Il prend sa source directement dans la matrice des Pères du désert dont les pratiques et expériences de la prière en Dieu furent rapportées en Occident par un moine dont l'origine est objet de questions, mais mourut à Marseille Jean Cassien (360-433)35 qui est sans doute le plus latin des Orientaux et le plus oriental des Latins. Ce christianisme prend aussi sa source dans les propos d'Augustin, mais qui furent progressivement sur ce point, oubliés.

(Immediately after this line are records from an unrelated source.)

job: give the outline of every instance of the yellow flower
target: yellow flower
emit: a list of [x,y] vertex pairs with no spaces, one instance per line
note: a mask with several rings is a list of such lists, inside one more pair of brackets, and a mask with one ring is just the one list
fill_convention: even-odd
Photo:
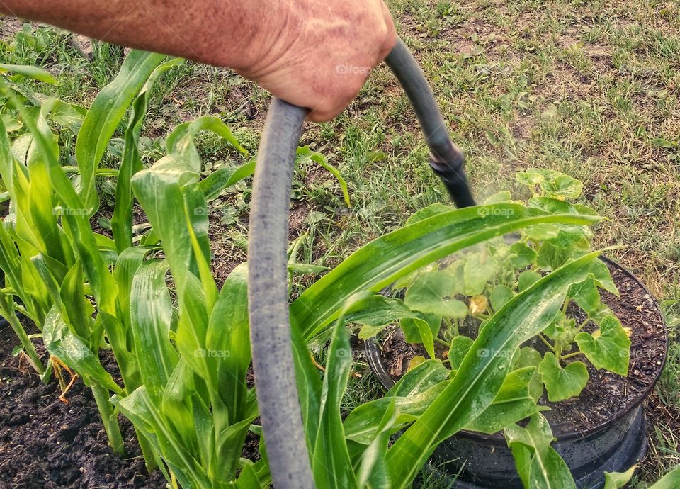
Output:
[[473,296],[470,298],[470,313],[472,315],[485,313],[489,308],[489,300],[486,296]]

Un autre personnage assez mystérieux est aussi capital pour l'évolution postérieure de cette vie dans l'intériorité chrétienne. Il s'agit de l'auteur désigné sous l'appellation de Pseudo Denys l'Aréopagite. On le confondit au départ avec la personne de Denys qui était présent lors de la venue de l'apôtre Paul à l'Aréopage d'Athènes et qui serait selon la tradition devenu le premier évêque d'Athènes et selon la légende le premier évêque de Paris. Cet auteur inconnu est probablement un moine syriaque du cinquième siècle. Les écrits du Pseudo Denys introduits en Occident sous Charlemagne ont connu une fortune extraordinaire. Sa théologie témoigne de l'approche mystique dite négative, traditionnelle dans le christianisme oriental. Les textes de Denys sont avec les textes d'Augustin, de Cassien, des Pères du Désert et d'autres Pères grecs comme OrigèneGrégoire de Nysse et Maxime le Confesseur à la base de 17 siècles de vie contemplative chrétienne, y compris dans le monde latin.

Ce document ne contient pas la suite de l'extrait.